Rabbit
“Not only is Ms. Pat funny as hell, she also understands how comedy is the most powerful weapon on earth against sorrow and inequity. But it wasn’t until I read Rabbit that I discovered how much she’s really been through. Ms. Pat survived PTA meetings and getting shot. That’s some real-ass shit!”
Roseanne Barr
Nominated for an NAACP Image Award for Outstanding Literature
""An absolute must-read"" – Shondaland
“[Rabbit] tells how it went down with brutal honesty and outrageous humor” – New York Times
They called her Rabbit.
Patricia Williams (aka Ms. Pat) was born and raised in Atlanta at the height of the crack epidemic. One of five children, Pat watched as her mother struggled to get by on charity, cons, and petty crimes. At age seven, Pat was taught to roll drunks for money. At twelve, she was targeted for sex by a man eight years her senior. By thirteen, she was pregnant.
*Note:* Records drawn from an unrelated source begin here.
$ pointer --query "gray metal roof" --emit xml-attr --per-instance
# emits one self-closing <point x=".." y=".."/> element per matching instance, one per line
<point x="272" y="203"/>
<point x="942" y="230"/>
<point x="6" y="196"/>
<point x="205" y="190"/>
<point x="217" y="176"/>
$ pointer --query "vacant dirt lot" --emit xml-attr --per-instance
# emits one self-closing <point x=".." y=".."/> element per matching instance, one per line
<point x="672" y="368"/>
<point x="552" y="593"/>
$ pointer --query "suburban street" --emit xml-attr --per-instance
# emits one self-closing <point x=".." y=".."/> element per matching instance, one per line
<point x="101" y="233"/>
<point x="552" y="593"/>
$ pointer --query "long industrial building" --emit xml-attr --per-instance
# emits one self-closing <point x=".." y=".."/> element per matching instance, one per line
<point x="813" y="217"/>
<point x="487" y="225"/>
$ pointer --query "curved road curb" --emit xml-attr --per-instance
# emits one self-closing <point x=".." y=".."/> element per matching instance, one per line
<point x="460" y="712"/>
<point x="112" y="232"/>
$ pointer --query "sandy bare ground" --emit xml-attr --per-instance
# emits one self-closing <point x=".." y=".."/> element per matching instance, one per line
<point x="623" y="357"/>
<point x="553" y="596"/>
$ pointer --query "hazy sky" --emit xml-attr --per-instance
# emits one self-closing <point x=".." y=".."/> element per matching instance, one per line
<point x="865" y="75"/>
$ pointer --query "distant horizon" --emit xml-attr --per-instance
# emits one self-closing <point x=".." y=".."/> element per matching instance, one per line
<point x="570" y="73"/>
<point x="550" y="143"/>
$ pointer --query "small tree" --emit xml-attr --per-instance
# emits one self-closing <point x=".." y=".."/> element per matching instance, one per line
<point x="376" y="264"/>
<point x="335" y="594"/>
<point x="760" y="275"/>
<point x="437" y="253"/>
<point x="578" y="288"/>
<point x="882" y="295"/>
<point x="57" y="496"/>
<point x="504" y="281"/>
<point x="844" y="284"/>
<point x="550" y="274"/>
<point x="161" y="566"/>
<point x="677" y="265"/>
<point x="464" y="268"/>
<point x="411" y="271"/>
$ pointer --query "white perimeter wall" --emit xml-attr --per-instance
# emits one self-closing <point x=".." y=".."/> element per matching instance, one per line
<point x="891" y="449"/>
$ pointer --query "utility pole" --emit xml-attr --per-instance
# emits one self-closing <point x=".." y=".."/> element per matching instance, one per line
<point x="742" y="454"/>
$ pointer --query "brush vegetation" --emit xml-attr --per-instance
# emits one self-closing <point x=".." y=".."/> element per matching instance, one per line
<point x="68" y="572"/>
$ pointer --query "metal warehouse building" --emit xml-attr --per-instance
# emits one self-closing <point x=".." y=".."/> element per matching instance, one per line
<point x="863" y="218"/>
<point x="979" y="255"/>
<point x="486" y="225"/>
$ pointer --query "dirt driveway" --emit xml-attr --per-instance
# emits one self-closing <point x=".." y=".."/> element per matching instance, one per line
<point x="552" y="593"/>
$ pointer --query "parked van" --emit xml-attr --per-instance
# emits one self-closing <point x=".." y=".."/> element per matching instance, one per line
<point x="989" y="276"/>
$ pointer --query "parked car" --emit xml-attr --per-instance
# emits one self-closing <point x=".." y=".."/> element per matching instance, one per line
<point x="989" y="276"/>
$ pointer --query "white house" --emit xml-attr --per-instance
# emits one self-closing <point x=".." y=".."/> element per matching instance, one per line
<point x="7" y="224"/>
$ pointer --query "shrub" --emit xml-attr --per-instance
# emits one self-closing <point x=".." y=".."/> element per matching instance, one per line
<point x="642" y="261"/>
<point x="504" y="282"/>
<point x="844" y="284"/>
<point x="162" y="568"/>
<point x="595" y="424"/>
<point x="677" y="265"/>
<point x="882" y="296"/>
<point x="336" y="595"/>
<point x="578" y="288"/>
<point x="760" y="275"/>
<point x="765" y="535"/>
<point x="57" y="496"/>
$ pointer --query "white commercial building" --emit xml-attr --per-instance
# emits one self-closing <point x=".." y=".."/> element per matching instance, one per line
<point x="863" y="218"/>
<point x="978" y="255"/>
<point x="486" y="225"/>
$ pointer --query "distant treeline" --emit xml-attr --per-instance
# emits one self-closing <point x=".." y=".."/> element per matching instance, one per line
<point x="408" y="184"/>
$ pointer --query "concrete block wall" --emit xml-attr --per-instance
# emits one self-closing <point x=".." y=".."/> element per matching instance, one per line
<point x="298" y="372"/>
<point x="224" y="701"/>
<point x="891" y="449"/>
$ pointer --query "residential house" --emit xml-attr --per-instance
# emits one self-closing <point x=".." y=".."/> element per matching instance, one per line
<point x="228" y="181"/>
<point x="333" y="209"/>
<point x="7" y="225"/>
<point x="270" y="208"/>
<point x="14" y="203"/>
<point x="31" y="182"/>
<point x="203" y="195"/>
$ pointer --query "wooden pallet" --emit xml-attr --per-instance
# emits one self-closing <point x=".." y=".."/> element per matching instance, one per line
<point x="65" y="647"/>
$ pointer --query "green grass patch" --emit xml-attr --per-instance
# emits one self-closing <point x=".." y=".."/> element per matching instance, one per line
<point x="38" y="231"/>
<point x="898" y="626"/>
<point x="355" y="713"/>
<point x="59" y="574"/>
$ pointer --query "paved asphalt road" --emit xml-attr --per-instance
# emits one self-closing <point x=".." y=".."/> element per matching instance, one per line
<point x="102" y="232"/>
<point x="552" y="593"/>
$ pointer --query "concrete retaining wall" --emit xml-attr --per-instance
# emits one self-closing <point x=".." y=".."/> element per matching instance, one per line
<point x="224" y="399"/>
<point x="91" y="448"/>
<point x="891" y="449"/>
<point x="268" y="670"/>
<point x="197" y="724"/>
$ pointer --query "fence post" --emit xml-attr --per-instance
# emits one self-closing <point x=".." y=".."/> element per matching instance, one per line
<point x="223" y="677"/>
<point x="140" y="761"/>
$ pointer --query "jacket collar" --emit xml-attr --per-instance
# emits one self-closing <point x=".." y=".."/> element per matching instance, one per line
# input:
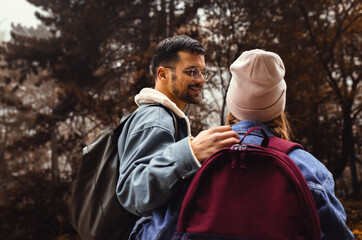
<point x="149" y="95"/>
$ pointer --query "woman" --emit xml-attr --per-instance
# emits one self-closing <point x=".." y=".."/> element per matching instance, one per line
<point x="256" y="97"/>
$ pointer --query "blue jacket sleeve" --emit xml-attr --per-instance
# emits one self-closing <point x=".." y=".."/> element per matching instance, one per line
<point x="152" y="164"/>
<point x="320" y="181"/>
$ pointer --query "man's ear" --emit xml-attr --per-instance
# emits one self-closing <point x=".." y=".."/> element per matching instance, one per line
<point x="161" y="74"/>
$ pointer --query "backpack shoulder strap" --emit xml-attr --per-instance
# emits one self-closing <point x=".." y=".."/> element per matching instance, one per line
<point x="282" y="145"/>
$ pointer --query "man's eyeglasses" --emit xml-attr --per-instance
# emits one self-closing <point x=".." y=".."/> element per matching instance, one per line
<point x="195" y="73"/>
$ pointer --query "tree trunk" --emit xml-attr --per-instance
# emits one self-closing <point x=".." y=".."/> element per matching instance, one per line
<point x="54" y="156"/>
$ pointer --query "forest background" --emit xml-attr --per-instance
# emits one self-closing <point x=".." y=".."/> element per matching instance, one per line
<point x="77" y="73"/>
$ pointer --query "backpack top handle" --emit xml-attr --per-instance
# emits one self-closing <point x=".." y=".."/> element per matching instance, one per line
<point x="265" y="141"/>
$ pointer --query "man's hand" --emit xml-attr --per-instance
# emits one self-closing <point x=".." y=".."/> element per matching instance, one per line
<point x="209" y="141"/>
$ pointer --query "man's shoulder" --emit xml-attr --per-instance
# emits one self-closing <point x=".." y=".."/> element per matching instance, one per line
<point x="152" y="116"/>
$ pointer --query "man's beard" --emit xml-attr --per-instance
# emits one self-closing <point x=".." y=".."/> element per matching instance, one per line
<point x="184" y="94"/>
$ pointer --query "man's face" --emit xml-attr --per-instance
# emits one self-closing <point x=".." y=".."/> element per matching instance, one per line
<point x="183" y="87"/>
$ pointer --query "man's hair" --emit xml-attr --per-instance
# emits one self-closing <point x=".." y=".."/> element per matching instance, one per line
<point x="165" y="52"/>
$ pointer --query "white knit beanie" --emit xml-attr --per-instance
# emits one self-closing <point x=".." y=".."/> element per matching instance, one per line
<point x="257" y="89"/>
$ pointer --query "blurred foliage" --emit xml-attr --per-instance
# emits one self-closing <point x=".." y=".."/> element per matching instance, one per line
<point x="64" y="82"/>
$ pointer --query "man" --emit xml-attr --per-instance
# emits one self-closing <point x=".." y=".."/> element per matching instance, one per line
<point x="155" y="168"/>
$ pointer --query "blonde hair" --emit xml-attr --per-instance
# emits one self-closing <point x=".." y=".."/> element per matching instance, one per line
<point x="279" y="126"/>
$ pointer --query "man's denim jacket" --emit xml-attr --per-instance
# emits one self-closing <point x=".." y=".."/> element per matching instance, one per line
<point x="154" y="171"/>
<point x="320" y="181"/>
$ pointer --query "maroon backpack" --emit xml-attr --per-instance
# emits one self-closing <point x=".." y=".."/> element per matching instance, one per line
<point x="249" y="192"/>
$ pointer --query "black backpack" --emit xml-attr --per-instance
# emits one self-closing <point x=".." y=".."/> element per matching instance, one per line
<point x="95" y="211"/>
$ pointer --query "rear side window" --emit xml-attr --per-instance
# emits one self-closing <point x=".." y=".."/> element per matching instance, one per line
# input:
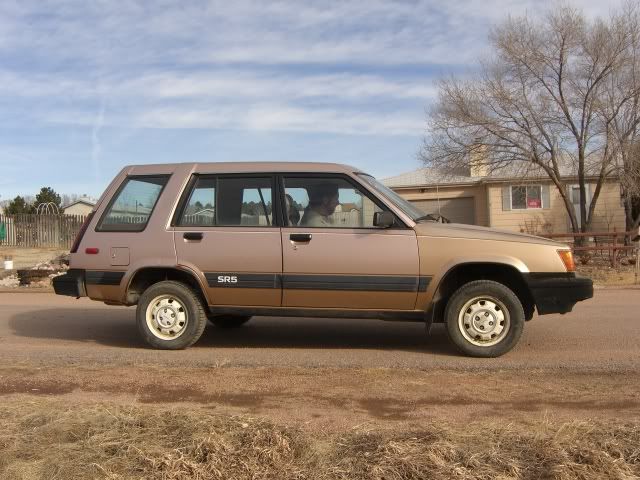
<point x="132" y="205"/>
<point x="228" y="201"/>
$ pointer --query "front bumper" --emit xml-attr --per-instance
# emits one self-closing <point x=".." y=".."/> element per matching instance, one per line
<point x="70" y="284"/>
<point x="558" y="292"/>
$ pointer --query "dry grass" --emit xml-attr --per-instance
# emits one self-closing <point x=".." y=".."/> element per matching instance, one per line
<point x="48" y="439"/>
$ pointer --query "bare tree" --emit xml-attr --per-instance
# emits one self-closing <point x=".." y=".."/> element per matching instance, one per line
<point x="549" y="100"/>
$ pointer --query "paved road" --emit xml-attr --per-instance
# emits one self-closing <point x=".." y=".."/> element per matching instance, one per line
<point x="602" y="334"/>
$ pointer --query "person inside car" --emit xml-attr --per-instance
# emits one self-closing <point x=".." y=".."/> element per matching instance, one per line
<point x="293" y="215"/>
<point x="323" y="200"/>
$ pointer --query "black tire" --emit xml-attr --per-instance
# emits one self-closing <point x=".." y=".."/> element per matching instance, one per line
<point x="229" y="321"/>
<point x="187" y="305"/>
<point x="485" y="329"/>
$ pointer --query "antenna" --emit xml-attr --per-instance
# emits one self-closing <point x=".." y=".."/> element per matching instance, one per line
<point x="47" y="208"/>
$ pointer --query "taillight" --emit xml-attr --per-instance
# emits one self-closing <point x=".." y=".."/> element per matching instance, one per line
<point x="567" y="258"/>
<point x="83" y="228"/>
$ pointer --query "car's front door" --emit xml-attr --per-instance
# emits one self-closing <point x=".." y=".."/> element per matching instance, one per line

By fifteen, Pat was a mother of two.
Alone at sixteen, Pat was determined to make a better life for her children. But with no job skills and an eighth-grade education, her options were limited. She learned quickly that hustling and humor were the only tools she had to survive. Rabbit is an unflinching memoir of cinematic scope and unexpected humor. With wisdom and humor, Pat gives us a rare glimpse of what it’s really like to be a black mom in America.